1) It is not surprising that first-ranked China leads Japan by just more than a point, but how they did it is. With a squad comprised mainly of compact tumbler-types, the host team sacrificed its historical edge on pommel horse and ended up winning vault, parallel bars (no shock there) and high bar. China was sixth on pommels, with no score in the 15's. This team is beatable, however, showing plenty of hops and form breaks.
2) Top-ranked Kohei Uchimura had a pretty good day, even by his standards. With scores ranging from 15.166 on pommels to 15.800 on floor, he was the only all-arounder to exceed 15.00 on every apparatus.
3) Speaking of the all-around, pre-meet predictions figured British champion Max Whitlock could make some noise. But a rough outing left him third man on a deep team, behind Daniel Purvis and 2014 European junior champ Nile Wilson. Whitlock probably has the highest scoring potential among the three, but Wilson, in particular, looks like he could be a factor in Rio. He already works with a mature style and tight body. Reminds me a little of a young Ivan Ivankov.
4) The addition of Donnell Whittenburg improved the U.S. men's chances immensely. He qualified fourth for the all-around and also threw a Ri Se Gwang vault for his second attempt. It's higher than Ri's, but he's not consistent enough in landing it. Vitaly Marinich must be having a blast coaching this kid at the U.S. Olympic Training Center.

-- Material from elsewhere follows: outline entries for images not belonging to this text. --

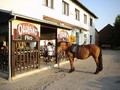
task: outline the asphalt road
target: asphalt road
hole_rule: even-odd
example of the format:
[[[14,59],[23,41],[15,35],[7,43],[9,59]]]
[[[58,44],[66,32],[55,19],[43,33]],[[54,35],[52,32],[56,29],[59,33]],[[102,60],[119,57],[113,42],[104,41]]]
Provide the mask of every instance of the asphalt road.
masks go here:
[[[92,57],[75,61],[75,71],[68,73],[69,63],[14,81],[0,80],[0,90],[120,90],[120,51],[103,50],[103,71]]]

5) Sam Mikulak went three for six in prelims, which is better than going three for six in the all-around final. I wrote him off after day one of the P&G Championships in Pittsburgh, and he stormed back to win the meet, which proves that he's still a factor and that I have a lot to learn. Glad to see him vault his Kasamatsu-double twist again, but he doesn't look comfortable with his new p-bar routine. His Takemoto on high bar also continues to be an issue.
6) Fifth-ranked Russia is bit top heavy in talent, with veteran all-arounders David Belyavsky and Nikolai Kuksenkov, along with super specialist Denis Ablyazin. Look for this team to benefit from the 3-up-3-count Team Finals format, however. But only if it can survive pommels.
7) Good to see the creative David Belyavsky hit well for an impressive 90.748, the second-best total behind Kohei Uchimura's 92.165. Uchimura, who is going for his fifth straight world title, has to know he can't fall more than once and win.
8) Also good to see Colombia's Jossimar Calvo get into the all-around final, even if it's in the 21st slot. His prelim ranking was only 27, but he's got potential, as does fellow South American Sergio Sasaki (Brazil).
9) With all the turmoil in Ukraine since the Sochi Olympics, combined with the departure of Oleg Stepko to Azerbaijan, the men's team just missed the Team Final. Switzerland grabbed the eighth and final berth, which is not a surprise at all. The Swiss have been on that bubble for several years.
10) The Nanning Worlds qualified the top 24 teams to the 2015 Glasgow Worlds, which means 24th-ranked Chinese Taipei's hopes are still alive. Turkey finished 25th, which, of course, is better than last-place Croatia (48th).